Ele largou os talheres com força. — Para quê? Ela já não está lá.

— Mas eu preciso…

Ele levantou-se abruptamente. — Precisas? E eu? Achas que só tu sofres?

Fiquei sem palavras. Pela primeira vez vi lágrimas nos olhos dele, mas também vi raiva — uma raiva antiga, dirigida ao mundo inteiro.

— Eu também perdi alguém! — gritou ele antes de sair da sala.

Fiquei sozinha à mesa, com o prato intocado à minha frente.

Nessa noite sonhei com a minha mãe. Ela sorria-me num campo cheio de girassóis e dizia: “Não deixes que te calem”.

No dia seguinte fui sozinha ao cemitério. Levei-lhe um desenho: ela sentada no jardim da nossa antiga casa, rodeada de flores.

Sentei-me junto à campa e falei baixinho:

— Mãe… prometo que vou lutar por mim. Mesmo que ninguém me ouça agora.

Quando voltei a casa encontrei Beatriz sentada nas escadas.

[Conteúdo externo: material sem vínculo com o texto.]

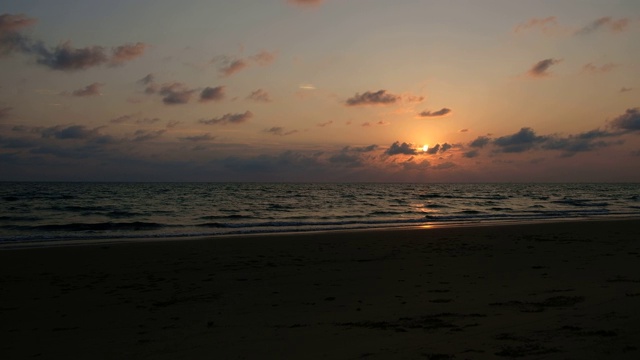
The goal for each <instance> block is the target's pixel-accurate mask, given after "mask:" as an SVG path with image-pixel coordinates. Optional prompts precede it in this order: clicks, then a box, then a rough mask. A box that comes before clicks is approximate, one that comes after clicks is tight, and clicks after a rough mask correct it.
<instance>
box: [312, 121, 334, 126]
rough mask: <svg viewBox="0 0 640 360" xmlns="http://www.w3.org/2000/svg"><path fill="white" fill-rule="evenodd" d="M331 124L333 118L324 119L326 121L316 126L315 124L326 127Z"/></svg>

— Foste ao cemitério? — perguntou ela sem ironia na voz.

Assenti.

Ela suspirou. — Eu não consigo lá ir… Sinto-me culpada por não ter estado mais presente quando ela adoeceu.

Olhei para ela surpreendida; pela primeira vez vi fragilidade nos olhos dela.

— Eu também sinto isso… — confessei.

Ficámos ali sentadas em silêncio durante minutos eternos.

Na semana seguinte tomei uma decisão: ia candidatar-me à António Arroio às escondidas do meu pai. Pedi ajuda à professora Teresa para preparar o portefólio e enviei tudo pelo correio sem dizer nada em casa.

Os dias seguintes foram um tormento de ansiedade e medo de ser descoberta. Até que chegou a carta: fui aceite na escola artística.

Mostrei-a à Beatriz primeiro; ela sorriu genuinamente pela primeira vez em anos.

— Tens coragem, miúda — disse ela, abraçando-me brevemente.

Quando contei ao meu pai foi uma tempestade: gritos, acusações de ingratidão, ameaças de cortar apoio financeiro.

Mas pela primeira vez não chorei nem fugi para o quarto. Fiquei ali de pé, firme:

— Eu vou seguir o meu caminho, pai. Mesmo que tenha de trabalhar para pagar os estudos sozinha.

Ele ficou calado durante muito tempo antes de sair porta fora sem dizer palavra.

Naquela noite escrevi outra carta à minha mãe:

“Mãe,
Hoje usei a minha voz pela primeira vez sem medo. Não sei se fiz bem ou mal… Mas sinto-te comigo.”

Agora olho para trás e pergunto-me: quantos jovens vivem calados nas suas próprias casas? Quantos sonhos morrem antes sequer de nascerem? Será que algum dia vamos aprender a ouvir verdadeiramente quem amamos?